The PC Birth
Although some may argue, today is the birthday of the Personal Computer.
It was the "Altair 8800".
It was offered as a kit officially on this date 30 years ago by Popular Electronics. The name, "Altair" came from a destination on a Star Trek episode. Ed Roberts, the guy who put it together, was a former Air Force Weapons Lab geek. He and Forest Mims III, had decided to use their knowledge to make a small computer for rocket enthusiasts.
The timing seemed to be just right. The electronics hobbyists were moving on to computers as more and more electronics turned digital, and yet they were frustrated by the low power and flexibility of the few kits that were already on the market. The Altair had enough power to be actually useful, and was designed around an expandable system that opened it up to all sorts of experiments.
Roberts needed to sell 200 over the next year to break even, but instead received thousands of orders in the first month including 200 in one day.
Within only six months, competition arrived with a keyboard, monitor, and a floppy disc controller.
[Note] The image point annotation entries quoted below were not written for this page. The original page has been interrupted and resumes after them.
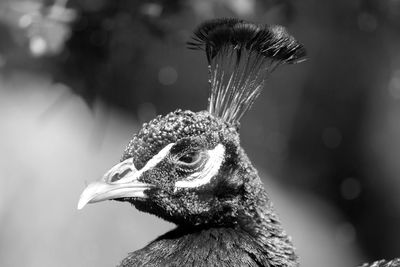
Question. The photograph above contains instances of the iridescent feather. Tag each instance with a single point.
(240, 56)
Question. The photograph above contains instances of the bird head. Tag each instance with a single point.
(183, 167)
(188, 167)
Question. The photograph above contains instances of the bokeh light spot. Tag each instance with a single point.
(25, 21)
(37, 46)
(167, 75)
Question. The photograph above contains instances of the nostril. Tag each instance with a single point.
(118, 175)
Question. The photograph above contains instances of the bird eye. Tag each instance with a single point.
(190, 158)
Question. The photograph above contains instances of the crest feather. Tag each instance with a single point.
(240, 56)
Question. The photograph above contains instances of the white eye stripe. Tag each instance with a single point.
(149, 165)
(211, 168)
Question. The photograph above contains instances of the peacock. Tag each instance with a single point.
(189, 168)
Apparently, Roberts spent an increasing amount of his time trying to "knock off" these competitors instead of improving the Altair. By 1976, there were a number of better built machines on the market, and his company was squeezed out of the market that he had created.
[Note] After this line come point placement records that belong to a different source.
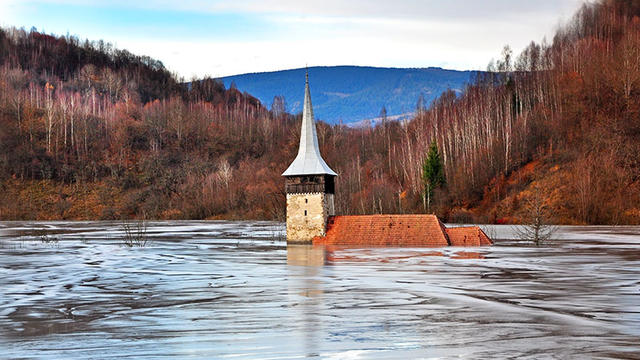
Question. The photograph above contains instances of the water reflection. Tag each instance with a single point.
(227, 290)
(305, 289)
(306, 255)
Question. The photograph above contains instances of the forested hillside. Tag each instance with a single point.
(88, 131)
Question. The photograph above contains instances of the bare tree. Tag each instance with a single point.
(537, 216)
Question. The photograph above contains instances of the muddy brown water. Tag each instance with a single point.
(234, 290)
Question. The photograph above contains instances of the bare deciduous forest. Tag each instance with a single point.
(88, 131)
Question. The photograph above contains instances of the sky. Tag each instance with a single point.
(196, 38)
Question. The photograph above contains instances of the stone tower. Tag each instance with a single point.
(310, 183)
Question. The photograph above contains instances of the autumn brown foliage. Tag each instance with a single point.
(76, 115)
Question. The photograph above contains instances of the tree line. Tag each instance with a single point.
(85, 118)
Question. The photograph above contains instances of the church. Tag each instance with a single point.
(311, 218)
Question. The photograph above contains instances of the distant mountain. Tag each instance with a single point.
(352, 93)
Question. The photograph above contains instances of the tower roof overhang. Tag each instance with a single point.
(308, 161)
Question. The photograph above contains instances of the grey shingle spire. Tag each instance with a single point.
(309, 161)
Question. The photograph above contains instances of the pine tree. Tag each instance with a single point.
(432, 174)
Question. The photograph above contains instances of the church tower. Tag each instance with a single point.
(310, 183)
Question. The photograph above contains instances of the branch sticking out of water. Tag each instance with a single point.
(135, 233)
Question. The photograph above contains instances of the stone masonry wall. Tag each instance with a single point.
(303, 228)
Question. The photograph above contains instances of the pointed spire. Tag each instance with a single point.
(308, 161)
Early on, Roberts received a letter from a Seattle company asking if he would be interested in selling their BASIC programming language for the machine. He called the company and reached a private home, where no one had heard of anything like BASIC.
In fact, the letter had been sent by Bill Gates and Paul Allen, and they had no BASIC to offer. When they called Roberts to follow up on the letter, he expressed his interest and the two started work. They figured they had 30 days before someone else beat them to the punch, and once they had a version working on the simulator, Allen flew to Albuquerque to deliver the program, Altair BASIC on a paper tape. Miraculously, it worked the first time, and Gates soon joined him and formed Microsoft, then spelled "Micro-Soft".
So you see, it really is the birthday of the Personal Computer.
Many of us remember that classic MAC commercial in 1984. It was a little "over the top" for most of the Super Bowl Fans though.
In the third quarter, this strange and disorienting advertisement appeared on the screens of the millions of viewers tuned in to this cultural yearly ritual. The ad opens on a gray network of futuristic tubes connecting blank, ominous buildings. Inside the tubes, we see cowed subjects marching towards a cavernous auditorium, where they bow before a Big Brother figure pontificating from a giant TV screen.
But one lone woman remains unbroken. Chased by storm troopers, she runs up to the screen, hurls a hammer with a heroic grunt, and shatters the TV image. As the screen explodes, bathing the stunned audience in the light of freedom, a voice-over announces,
On January 24th, Apple Computer will introduce the Macintosh. And you'll see why 1984 won't be like "1984.
The commercial, directed by Ridley Scott fresh off his science fiction classic "Blade Runner", has never again run since that Super Bowl spot. (this will change)
But few commercials have ever been more influential.
Advertising Age named it the Commercial of the Decade.
It was a critical moment in the development of the American public's conception of personal computers. No longer were PCs just tools- utilitarian objects designed to facilitate specific tasks. With this commercial and the introduction of the Mac, they became full-fledged commodities - shiny (or dark) consumer products defined not just by their use value, but by the hopes and ideals attached to them.
With the 1984 ad, Apple identified the Macintosh with an ideology of "empowerment" - a vision of the PC as a tool for combating conformity and asserting individuality. Although Apple has not triumphed, (yet) Apple's vision of the power and potential of the personal computer has.